Special notes for your reviewer

[nabokihms]

POC patch

diff --git a/cmd/dex/config.go b/cmd/dex/config.go
index 8861ddef..7971d957 100644
--- a/cmd/dex/config.go
+++ b/cmd/dex/config.go
@@ -12,6 +12,7 @@ import (
 
        "golang.org/x/crypto/bcrypt"
 
+       "github.com/dexidp/dex/connector"
        "github.com/dexidp/dex/pkg/featureflags"
        "github.com/dexidp/dex/server"
        "github.com/dexidp/dex/server/signer"
@@ -465,7 +466,7 @@ func (c *Connector) UnmarshalJSON(b []byte) error {
        if err := json.Unmarshal(b, &conn); err != nil {
                return fmt.Errorf("parse connector: %v", err)
        }
-       f, ok := server.ConnectorsConfig[conn.Type]
+       f, ok := connector.Get(conn.Type)
        if !ok {
                return fmt.Errorf("unknown connector type %q", conn.Type)
        }
diff --git a/cmd/dex/main.go b/cmd/dex/main.go
index 06ab7d0f..bfb853c1 100644
--- a/cmd/dex/main.go
+++ b/cmd/dex/main.go
@@ -1 +1,10 @@
 package main
+
+import (
+       _ "github.com/dexidp/dex/connector/mock"
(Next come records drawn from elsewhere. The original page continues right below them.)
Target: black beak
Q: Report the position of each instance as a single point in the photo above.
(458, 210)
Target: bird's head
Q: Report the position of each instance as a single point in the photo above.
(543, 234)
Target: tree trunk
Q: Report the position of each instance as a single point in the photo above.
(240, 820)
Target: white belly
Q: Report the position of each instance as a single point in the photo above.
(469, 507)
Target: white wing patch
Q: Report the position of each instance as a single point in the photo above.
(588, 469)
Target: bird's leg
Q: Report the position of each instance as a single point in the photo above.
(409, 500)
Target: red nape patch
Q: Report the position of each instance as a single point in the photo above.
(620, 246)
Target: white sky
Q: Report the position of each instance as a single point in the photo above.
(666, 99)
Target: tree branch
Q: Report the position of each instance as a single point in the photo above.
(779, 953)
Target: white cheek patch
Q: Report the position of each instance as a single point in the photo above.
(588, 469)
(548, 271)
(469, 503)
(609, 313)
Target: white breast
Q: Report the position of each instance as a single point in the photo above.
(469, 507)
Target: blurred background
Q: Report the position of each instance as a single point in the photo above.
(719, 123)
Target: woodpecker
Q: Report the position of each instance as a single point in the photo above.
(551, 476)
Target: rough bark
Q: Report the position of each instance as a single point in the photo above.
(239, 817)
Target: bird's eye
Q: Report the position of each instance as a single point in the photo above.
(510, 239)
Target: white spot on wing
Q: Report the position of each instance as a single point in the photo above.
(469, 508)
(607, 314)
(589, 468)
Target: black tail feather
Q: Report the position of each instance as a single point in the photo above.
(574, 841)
+       _ "github.com/dexidp/dex/connector/openshift"
+)
+
+func main() {
+       Main()
+}
diff --git a/cmd/dex/run.go b/cmd/dex/run.go
index be334d92..81685173 100644
--- a/cmd/dex/run.go
+++ b/cmd/dex/run.go
@@ -20,7 +20,7 @@ func commandRoot() *cobra.Command {
        return rootCmd
 }
 
-func main() {
+func Main() {
        if err := commandRoot().Execute(); err != nil {
                fmt.Fprintln(os.Stderr, err.Error())
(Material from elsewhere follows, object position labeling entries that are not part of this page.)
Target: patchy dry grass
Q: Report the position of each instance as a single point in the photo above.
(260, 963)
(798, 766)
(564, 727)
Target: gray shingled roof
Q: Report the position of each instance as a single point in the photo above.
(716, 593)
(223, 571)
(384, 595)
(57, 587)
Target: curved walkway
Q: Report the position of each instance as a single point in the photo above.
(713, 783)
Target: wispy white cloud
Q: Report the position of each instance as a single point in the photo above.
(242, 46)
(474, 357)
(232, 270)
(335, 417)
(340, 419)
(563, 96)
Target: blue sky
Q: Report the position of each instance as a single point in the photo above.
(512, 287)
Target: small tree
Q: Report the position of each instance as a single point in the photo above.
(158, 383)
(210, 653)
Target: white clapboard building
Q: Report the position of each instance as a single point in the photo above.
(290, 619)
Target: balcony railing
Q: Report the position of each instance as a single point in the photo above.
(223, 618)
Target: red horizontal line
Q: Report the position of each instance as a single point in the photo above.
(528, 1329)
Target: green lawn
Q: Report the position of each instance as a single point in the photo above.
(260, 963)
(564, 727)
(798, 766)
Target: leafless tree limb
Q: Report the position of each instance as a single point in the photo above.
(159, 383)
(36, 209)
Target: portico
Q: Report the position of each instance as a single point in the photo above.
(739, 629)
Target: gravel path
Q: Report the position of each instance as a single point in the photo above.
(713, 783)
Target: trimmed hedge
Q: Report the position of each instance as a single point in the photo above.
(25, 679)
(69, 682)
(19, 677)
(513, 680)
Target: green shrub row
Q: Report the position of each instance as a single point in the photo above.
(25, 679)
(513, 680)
                os.Exit(2)
diff --git a/connector/mock/connectortest.go b/connector/mock/connectortest.go
index be44bfd1..bb21b12b 100644
--- a/connector/mock/connectortest.go
+++ b/connector/mock/connectortest.go
@@ -12,6 +12,15 @@ import (
        "github.com/dexidp/dex/connector"
 )
 
+func init() {
+       connector.Register("mockPassword", func() connector.Config {
+               return new(PasswordConfig)
+       })
+       connector.Register("mockCallback", func() connector.Config {
+               return new(CallbackConfig)
+       })
+}
+
 // NewCallbackConnector returns a mock connector which requires no user interaction. It always returns
 // the same (fake) identity.
 func NewCallbackConnector(logger *slog.Logger) connector.Connector {
diff --git a/connector/openshift/openshift.go b/connector/openshift/openshift.go
index 3d4408c5..822c2d31 100644
--- a/connector/openshift/openshift.go
+++ b/connector/openshift/openshift.go
@@ -22,6 +22,12 @@ const (
        usersURLPath     = "/apis/user.openshift.io/v1/users/~"
 )
 
+func init() {
+       connector.Register("openshift", func() connector.Config {
+               return new(Config)
+       })
+}
+
 // Config holds configuration options for OpenShift login
 type Config struct {
        Issuer       string   `json:"issuer"`
diff --git a/connector/registry.go b/connector/registry.go
index d7cfddd5..e06a6ff1 100644
--- a/connector/registry.go
+++ b/connector/registry.go
@@ -1 +1,41 @@
 package connector
+
+import (
+       "fmt"
+       "log/slog"
+)
+
+// Config is a configuration that can open a connector.
+type Config interface {
+       Open(id string, logger *slog.Logger) (Connector, error)
+}
+
+// registry is the internal map of registered connector types.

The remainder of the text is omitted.